Мари-Лор не могла сдержать радостного вздоха.
— Однако, — продолжал он, — маркиза хорошая хозяйка; слуги ей преданы: из них не вытянешь ни одной сплетни, так хорошо им платят. У нее хороший стол, хотя гостей бывает немного. Но те, кого она принимает, очень интересны. Ее подруга актриса мадемуазель Бовуазен. — Он бросил взгляд на Мари-Лор. — О-ля-ля, я никогда не видел такой красавицы. — Для большего впечатления Жак помолчал. — Никто никогда не видал такой красавицы. И у нее репутация…
— Ладно, ладно, пока достаточно, Жак. Завтра мы послушаем, что было дальше. — Вмешательство Николя встретили криками и свистом.
Жак ухмыльнулся и возвратился к еде. Остальные успокоились и приготовились слушать объявления, не сулящие ничего хорошего.
— Через две недели будет банкет и бал по случаю Нового года, — сообщил Николя. — Так что надо как следует убрать и вычистить бальный зал. — Он мрачно кивнул: — Да, каждую подвеску на каждом хрустальном канделябре! Меню должно быть на кухне пересмотрено, ибо герцогиня наконец чудесным образом забеременела.
Еще несколько свистков последовали за этим сообщением, как и несколько взглядов, устремившихся на Мари-Лор.
— Тихо! — крикнул Николя. Во всяком случае, беременная Горгона предупредила его, что она теперь должна быть очень осторожна в еде.
Месье Коле в страшной обиде вышел из комнаты, оскорбленный подозрением, что в его кухне могут готовиться блюда, тяжелые для пищеварения.)
— Плотники вернутся сразу после праздников, — сказал Николя, — чтобы построить что-то вроде нового охотничьего домика для герцога, а также апартаменты для нового члена семьи.
— Значит, снова будут стремянки и тряпки, — проворчала Бертранда, — и повсюду известковая пыль.
— И потребуется, — закончил Николя, — почти полностью обновить гардероб герцогини с учетом ее положения. Ее горничной нужна помощница, — он кивнул в сторону Луизы, — чтобы разобрать вещи из одиннадцати сундуков, которые привезли из Парижа. Не говоря уже о разных коробках с лентами, чулками, шляпами и перчатками.
— А, и Мари-Лор…
Слава Богу! По крайней мере она получит свои деньги.
— … мадам хочет, чтобы ты сегодня подавала чай в библиотеке.
У девушки вытянулось лицо.
— Нет, — добавил он, — она не сказала, когда тебе заплатит.

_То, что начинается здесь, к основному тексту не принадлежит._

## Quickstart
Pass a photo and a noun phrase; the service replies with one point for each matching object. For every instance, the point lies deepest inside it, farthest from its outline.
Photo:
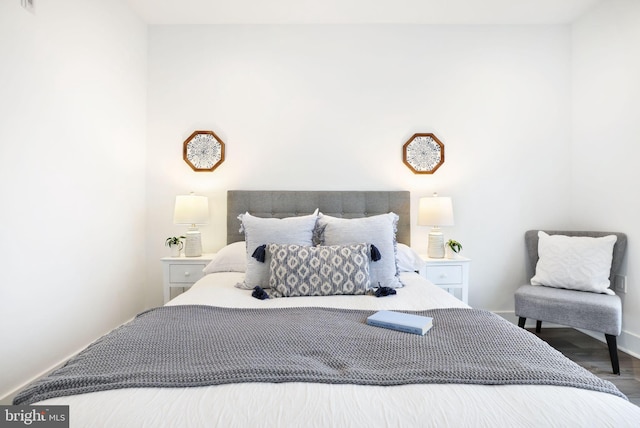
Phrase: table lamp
(192, 210)
(435, 211)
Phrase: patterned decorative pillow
(259, 231)
(297, 270)
(379, 230)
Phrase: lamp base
(436, 244)
(193, 243)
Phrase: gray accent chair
(579, 309)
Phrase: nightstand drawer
(187, 274)
(443, 275)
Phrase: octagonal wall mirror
(203, 151)
(423, 153)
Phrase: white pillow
(379, 230)
(231, 258)
(262, 231)
(408, 260)
(574, 262)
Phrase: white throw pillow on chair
(574, 262)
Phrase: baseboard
(7, 397)
(627, 342)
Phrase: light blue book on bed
(409, 323)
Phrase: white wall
(72, 162)
(329, 107)
(606, 137)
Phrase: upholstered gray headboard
(345, 204)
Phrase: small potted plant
(175, 244)
(452, 248)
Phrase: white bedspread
(320, 405)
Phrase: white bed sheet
(320, 405)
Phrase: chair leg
(613, 352)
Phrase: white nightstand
(450, 274)
(182, 272)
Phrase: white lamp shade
(191, 209)
(435, 211)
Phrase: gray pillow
(260, 231)
(379, 230)
(297, 270)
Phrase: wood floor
(593, 355)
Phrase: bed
(295, 398)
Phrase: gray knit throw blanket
(179, 346)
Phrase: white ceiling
(361, 11)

Мари-Лор уловила виноватые нотки в его голосе. Николя не сказал бы этого, но он совсем забыл о своем обещании спросить герцогиню о двадцати ливрах, без сомнения, только потому, что все предъявленные требования совсем сбили его с толку.
Она кивнула, смирившись с разочарованием. Нет смысла еще больше затруднять Николя, да и для нее это не было большой неожиданностью. Луиза объяснила, что платят почти всегда с опозданием, «чтобы сэкономить на этом несколько су».

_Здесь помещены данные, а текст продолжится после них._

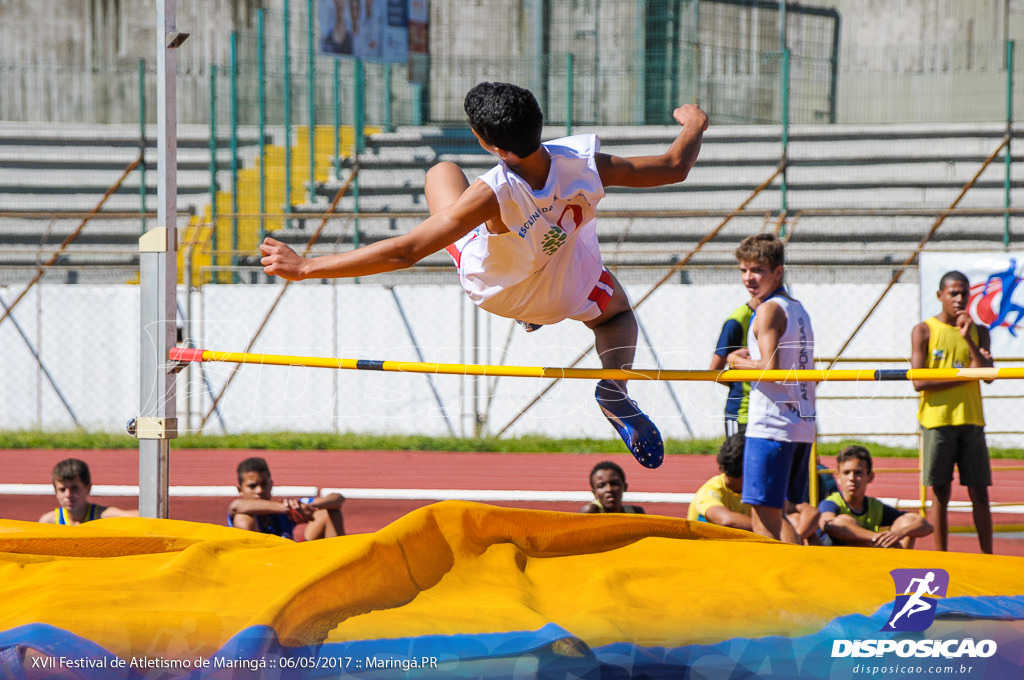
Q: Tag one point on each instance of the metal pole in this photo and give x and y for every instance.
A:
(261, 69)
(235, 156)
(213, 163)
(288, 115)
(568, 94)
(141, 143)
(782, 43)
(387, 97)
(785, 136)
(311, 97)
(358, 120)
(336, 89)
(157, 422)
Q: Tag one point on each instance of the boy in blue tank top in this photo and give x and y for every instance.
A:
(72, 483)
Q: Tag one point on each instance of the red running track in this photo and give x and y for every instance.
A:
(388, 469)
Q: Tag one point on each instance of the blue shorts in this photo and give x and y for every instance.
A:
(774, 472)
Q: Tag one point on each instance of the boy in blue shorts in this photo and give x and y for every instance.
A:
(780, 425)
(850, 517)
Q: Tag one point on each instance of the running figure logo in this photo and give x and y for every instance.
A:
(915, 602)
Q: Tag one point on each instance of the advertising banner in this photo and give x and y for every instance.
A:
(373, 30)
(996, 297)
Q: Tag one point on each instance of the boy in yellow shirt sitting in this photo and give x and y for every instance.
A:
(850, 517)
(717, 501)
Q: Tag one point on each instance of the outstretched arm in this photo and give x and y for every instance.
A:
(477, 205)
(670, 167)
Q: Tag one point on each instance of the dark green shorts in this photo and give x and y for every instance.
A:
(963, 445)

— Надень чистый передник, — сказал Николя, — и не греми чашками.
Относительно чашек это был хороший совет. Ибо при входе в библиотеку Мари-Лор охватило необъяснимое волнение, не покидавшее ее в течение всего этого длинного часа, который она провела в обществе герцога и герцогини.
Нельзя сказать, что они вели себя как-то странно. Герцогиня демонстрировала свою власть не больше чем обычно, а герцог был лишь слегка пьян. Когда она подавала ему чай, он, конечно, заглянул в вырез ее платья. Впрочем, он в любом случае сделал бы это. Его взгляд выражал скорее спокойствие и уверенность собственника, а не грешную похоть.

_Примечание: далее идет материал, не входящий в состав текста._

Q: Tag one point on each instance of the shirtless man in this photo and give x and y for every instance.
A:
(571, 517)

Они с женой почти не разговаривали друг с другом.
Но у Мари-Лор создалось впечатление, что они следили за каждым ее движением, и в их глазах поблескивало холодное самодовольство. Герцогиня, теперь, без сомнения, хорошо разбиравшаяся в таких делах, устремила острый взгляд на отяжелевшие груди и немного располневшую талию Мари-Лор. На минуту девушка подумала, что ее прямо сейчас уволят, поскольку свидетельство ее «распутного поведения» было налицо.
Но герцогиня только кивнула с задумчивым видом и распорядилась, чтобы «Марианна» принесла герцогу пирога.
Спускаясь с чайным подносом в кухню, Мари-Лор позволила себе несколько медленных вздохов, чтобы заглушить тошноту. Это было ужасно. Наклоны, приседания в грозной тишине, ощущение, что ее разглядывают и оценивают как вещь — все это угнетало. Неприятно, унизительно и даже отвратительно, но это уже позади и кажется довольно незначительным. И явно неопасным, что и было важным для Мари-Лор. Она была уверена, что если бы месье Юбер собирался пробраться ночью в ее комнату, то у него был бы виноватый вид, особенно в присутствии жены.
«Если они попытаются обидеть тебя, — говорил Жозеф, — ты должна уехать даже без денег. Обещай мне это».
Но они не обижали ее. Они всего лишь унижали ее.
И было бы намного унизительнее уехать, не взяв заработанные деньги. Особенно теперь, когда она ждет ребенка. Она еще не написала об этом Жозефу. Конечно, напомнила себе Мари-Лор, может быть, он будет горд и счастлив, как предсказывала Луиза, но (она на минуту подумала о той актрисе, красавице гостье его жены) лучше, если у нее в кармане будет немного лишних денег. Так, на всякий случай.
Сегодня она не получила от него письма. Очень плохо; ей бы оно помогло избавиться от горького осадка, оставшегося от чаепития в библиотеке, и придало бы смелости сообщить о ребенке. Она решила подождать следующего письма, которое наверняка придет завтра, и тогда она напишет ему и обо всем расскажет.
— Ты и представить не можешь, Мари-Лор, какие красивые вещи привезла герцогиня из Парижа!
Конечно, добавила Луиза, эта важничающая камеристка герцогини распаковала все самое лучшее и небольшое, такие интересные мелочи, как ленты, чулки, белье, кружева и драгоценности. Луизе поручили таскать тяжелые рулоны шелка и атласа, бархата и парчи. Она вздохнула: кажется, они увидят еще много таких тканей. Портнихи герцогини уже приступили к работе, но Амели со свойственной ей страстью к экономии объявила, что большую часть строчки выполнят ее домашние служанки.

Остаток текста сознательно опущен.